Challenge yourself to Tom’s Trivia!
See if you know as much as King of UConn Trivia and University Deputy Spokesperson Tom Breen ’00 (CLAS).
Scroll to the bottom to reveal the answers.
In May 1970, hundreds of students occupied the ROTC hangar on campus and staged a “paint-in” because they wanted the building converted to what?
A: A center for peace studies
B: A day care facility
C: A student recreation center
D: Communal housing for male and female students
The UConn men’s basketball team made its first NCAA tournament appearance on March 20, 1951, in a game that had so many UConn students in attendance a special train from Willimantic to New York was chartered. Who defeated the Huskies on that occasion?
A: St. John’s
B: Georgetown
C: Boston College
D: Syracuse
The Josephine Dolan Collection at the School of Nursing includes everything from period medical uniforms to a 500-pound iron lung. Who was Josephine Dolan?

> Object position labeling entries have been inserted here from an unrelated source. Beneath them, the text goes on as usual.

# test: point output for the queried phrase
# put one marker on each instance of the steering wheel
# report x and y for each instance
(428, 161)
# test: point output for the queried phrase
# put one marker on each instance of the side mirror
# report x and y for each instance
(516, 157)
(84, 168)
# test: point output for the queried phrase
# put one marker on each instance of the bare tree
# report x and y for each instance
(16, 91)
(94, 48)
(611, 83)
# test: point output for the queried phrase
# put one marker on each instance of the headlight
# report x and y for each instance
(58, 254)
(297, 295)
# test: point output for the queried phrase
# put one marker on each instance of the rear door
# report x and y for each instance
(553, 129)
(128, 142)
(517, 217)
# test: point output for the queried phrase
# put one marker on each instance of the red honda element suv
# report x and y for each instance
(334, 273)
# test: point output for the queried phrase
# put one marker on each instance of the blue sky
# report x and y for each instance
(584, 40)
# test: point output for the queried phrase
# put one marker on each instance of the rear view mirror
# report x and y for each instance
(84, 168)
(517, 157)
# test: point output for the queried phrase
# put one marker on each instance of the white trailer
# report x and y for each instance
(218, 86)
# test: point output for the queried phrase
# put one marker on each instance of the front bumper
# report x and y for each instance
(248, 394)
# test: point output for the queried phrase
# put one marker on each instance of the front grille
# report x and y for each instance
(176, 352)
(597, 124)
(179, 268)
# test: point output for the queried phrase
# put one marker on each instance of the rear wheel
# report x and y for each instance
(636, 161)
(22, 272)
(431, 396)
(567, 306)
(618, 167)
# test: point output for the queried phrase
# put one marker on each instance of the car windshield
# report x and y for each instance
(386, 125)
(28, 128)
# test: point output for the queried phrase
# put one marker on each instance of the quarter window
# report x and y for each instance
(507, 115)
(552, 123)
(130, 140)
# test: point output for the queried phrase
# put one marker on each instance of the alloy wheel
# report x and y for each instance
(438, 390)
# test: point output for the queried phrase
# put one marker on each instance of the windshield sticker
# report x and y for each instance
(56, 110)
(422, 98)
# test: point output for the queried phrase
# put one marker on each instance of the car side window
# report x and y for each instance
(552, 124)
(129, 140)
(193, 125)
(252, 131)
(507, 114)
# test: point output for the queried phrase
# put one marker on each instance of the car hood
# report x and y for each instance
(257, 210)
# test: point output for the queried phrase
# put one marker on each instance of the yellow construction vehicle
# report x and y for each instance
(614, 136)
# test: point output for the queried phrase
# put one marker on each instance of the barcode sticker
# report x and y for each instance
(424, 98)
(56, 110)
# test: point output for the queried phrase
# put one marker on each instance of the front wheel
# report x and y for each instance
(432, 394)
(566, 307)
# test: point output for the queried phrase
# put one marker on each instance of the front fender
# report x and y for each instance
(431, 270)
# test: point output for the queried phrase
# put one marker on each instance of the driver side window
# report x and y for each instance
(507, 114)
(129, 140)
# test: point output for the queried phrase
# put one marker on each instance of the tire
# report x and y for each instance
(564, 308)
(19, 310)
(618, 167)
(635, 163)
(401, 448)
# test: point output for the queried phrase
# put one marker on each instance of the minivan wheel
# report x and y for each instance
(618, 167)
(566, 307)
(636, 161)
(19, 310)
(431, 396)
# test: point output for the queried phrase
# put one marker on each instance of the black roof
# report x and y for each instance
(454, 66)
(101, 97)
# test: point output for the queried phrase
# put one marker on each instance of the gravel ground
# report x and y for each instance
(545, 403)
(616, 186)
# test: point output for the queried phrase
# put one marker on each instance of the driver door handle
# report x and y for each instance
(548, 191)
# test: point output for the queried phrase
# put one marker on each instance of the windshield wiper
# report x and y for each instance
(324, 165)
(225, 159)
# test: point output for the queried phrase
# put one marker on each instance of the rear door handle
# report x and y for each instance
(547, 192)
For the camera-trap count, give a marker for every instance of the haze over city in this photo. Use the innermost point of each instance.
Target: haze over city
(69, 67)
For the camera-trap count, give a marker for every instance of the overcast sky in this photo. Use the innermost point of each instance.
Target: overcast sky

A: UConn’s first dean of nursing
B: An alumna of the nursing school
C: The first nursing instructor at UConn
D: A Connecticut nurse who traveled the world collecting medical artifacts
Between the end of World War II and the mid-1950s, an area on the north side of campus became known as “Oil Can Alley.” What was this area used for?
A: The university motor pool
B: Experiments by the School of Engineering
C: Construction equipment storage
D: Faculty housing
Answers
- B. About 200 students painted the interior and exterior of the building in a “daycare” motif, demanding the ROTC be evicted from the premises. Days later, around 300 students volunteered to repaint the building in its original color scheme.
- A. UConn fell to St. John’s by a score of 63-52. The game began a long association between UConn and Madison Square Garden, though, and when Jonathan IV was led into the famous arena for the game against St. John’s, one sportswriter wrote the dog received the loudest ovation of any mascot in Garden history.
- C. The School of Nursing opened at UConn in 1942 with 13 students. Dolan was the first full-time instructor, teaching for over 35 years, and donating her extensive collection of documents and artifacts to the School of Nursing in 1996. Permanent and rotating exhibits are on display in the school’s Widmer Wing
- D. Located behind a heating plant, a series of four-room apartments with insufficient heating and children’s playground dangerously close to North Eagleville Road, the temporary faculty houses here were a product of the rapid expansion of the university after the war, and were gone by 1956.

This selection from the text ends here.